The question I have, is should I be consistent with this, or do people throw in a weekly cheat meal/day?

If so, same rules apply, eat anything I want? Or just smash carbs?

Thanks.


----------



## the_gould (Mar 31, 2012)

I would like to know this too - good point.

I have had one cheat day so far - had good and bad carbs i had it on sunday and time permiting i want to have it ever sunday

but just for one day once a week.

Does it matter when? or how often a week??


----------



## mrbez (Feb 8, 2008)

I think I would be more likely to do a cheat meal. Which would come on a high day, after the 3 low days?

One your high and low days, how many G of carbs are you consuming?


----------



## smaj210 (Aug 1, 2009)

op, id be consistant if you can but if you need a cheat meal do it on your high carb day and adjust the rest of the days calories, unless of course you go to all you can eat buffet


----------



## the_gould (Mar 31, 2012)

so far i have not counted carbs i just know i have increased them what sort of amount of carbs would u suggest


----------



## the_gould (Mar 31, 2012)

mrbez said:


> I think I would be more likely to do a cheat meal. Which would come on a high day, after the 3 low days?
> 
> One your high and low days, how many G of carbs are you consuming?


so even though u have a carb up day you still throw in a treat cheat meal???


----------



## mrbez (Feb 8, 2008)

Thats what I was originally thinking.

However 4 days into this and the cravings for sweets and crap has gone.

But then a bloody angel cake advert came on TV...My favourite! :-/


----------



## the_gould (Mar 31, 2012)

mrbez said:


> Thats what I was originally thinking.
> 
> However 4 days into this and the cravings for sweets and crap has gone.
> 
> But then a bloody angel cake advert came on TV...My favourite! :-/


i drive buses up here in glasgow and there are bus stops that give them out like a vending machine lol.

in all fairness i have not had the cravings. i never got them - was end of carb up day and straight onto low carb again

i do it 1 out of 7 days maybe increase - how much water weight did you usually gain? how long did it take you to loose it?

much more of fat did you usually loose after water weight? i have lost 5 lbs water weight so far and a pound fat

i noticed my muscles looking much more shaped after coming down off last weeks carb up maybe more fat loss?

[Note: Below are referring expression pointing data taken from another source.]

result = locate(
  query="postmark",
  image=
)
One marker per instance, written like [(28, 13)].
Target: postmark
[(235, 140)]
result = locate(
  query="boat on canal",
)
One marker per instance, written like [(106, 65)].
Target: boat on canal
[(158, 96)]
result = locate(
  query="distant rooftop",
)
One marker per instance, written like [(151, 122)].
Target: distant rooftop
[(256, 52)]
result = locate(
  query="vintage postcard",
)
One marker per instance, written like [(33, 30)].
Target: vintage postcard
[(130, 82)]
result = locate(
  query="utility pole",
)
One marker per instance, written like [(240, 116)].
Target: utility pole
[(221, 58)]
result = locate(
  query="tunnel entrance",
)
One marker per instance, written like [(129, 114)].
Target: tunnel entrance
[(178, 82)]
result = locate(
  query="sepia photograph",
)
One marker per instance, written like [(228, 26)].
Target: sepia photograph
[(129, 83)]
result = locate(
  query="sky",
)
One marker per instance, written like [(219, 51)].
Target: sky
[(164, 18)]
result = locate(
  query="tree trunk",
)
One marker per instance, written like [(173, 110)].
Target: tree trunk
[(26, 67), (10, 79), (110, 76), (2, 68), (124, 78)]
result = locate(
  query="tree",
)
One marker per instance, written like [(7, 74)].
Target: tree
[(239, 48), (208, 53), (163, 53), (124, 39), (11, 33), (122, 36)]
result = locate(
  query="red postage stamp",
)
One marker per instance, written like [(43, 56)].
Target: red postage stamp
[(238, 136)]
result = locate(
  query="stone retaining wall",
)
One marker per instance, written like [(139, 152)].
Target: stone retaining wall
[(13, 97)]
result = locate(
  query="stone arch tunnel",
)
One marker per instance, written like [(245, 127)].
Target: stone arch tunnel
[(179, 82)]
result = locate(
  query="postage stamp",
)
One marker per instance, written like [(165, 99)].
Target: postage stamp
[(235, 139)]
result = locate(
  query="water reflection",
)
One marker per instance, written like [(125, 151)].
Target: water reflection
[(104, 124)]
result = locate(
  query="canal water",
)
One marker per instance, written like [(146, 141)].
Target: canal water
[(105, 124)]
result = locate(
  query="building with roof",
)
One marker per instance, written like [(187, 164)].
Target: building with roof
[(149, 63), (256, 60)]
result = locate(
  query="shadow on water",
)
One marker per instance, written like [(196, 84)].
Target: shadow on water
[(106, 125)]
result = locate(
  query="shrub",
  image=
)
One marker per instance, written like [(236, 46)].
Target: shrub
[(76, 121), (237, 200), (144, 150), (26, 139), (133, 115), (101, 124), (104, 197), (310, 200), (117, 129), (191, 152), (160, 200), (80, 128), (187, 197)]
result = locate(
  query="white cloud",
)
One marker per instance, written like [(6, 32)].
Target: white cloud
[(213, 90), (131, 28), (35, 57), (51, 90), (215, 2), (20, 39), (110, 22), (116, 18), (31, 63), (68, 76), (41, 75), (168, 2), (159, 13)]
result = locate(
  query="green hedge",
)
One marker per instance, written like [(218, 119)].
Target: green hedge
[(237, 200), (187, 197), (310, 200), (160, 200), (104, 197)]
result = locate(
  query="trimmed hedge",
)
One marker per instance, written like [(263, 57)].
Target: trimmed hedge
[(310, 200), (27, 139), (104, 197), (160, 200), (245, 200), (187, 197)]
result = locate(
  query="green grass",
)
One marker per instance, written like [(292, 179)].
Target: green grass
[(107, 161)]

carb up aagain tomorrow with gym also


----------



## smaj210 (Aug 1, 2009)

i was like this for about 10 days it passes, now cant get all my carbs down me on my refeed! stick with it


----------



## mrbez (Feb 8, 2008)

So does what I am ding sounds okay?

300g carbs on high, 180-200 on low.

high/low/low/high/low/low/low


----------



## smaj210 (Aug 1, 2009)

i think i would go 100-150g for low carb days or

300, 200, 100, 50 repeat


----------



## the_gould (Mar 31, 2012)

i have been doing less than 20 g carbs low day and just what ever on carb up - what sort of level should i be going for??


----------



## smaj210 (Aug 1, 2009)

make your ownthread it s getting confusing and trying to direct op ^^ as for you make own thread and post up your info in there diet etc and then people can help


----------



## the_gould (Mar 31, 2012)

ok ta!


----------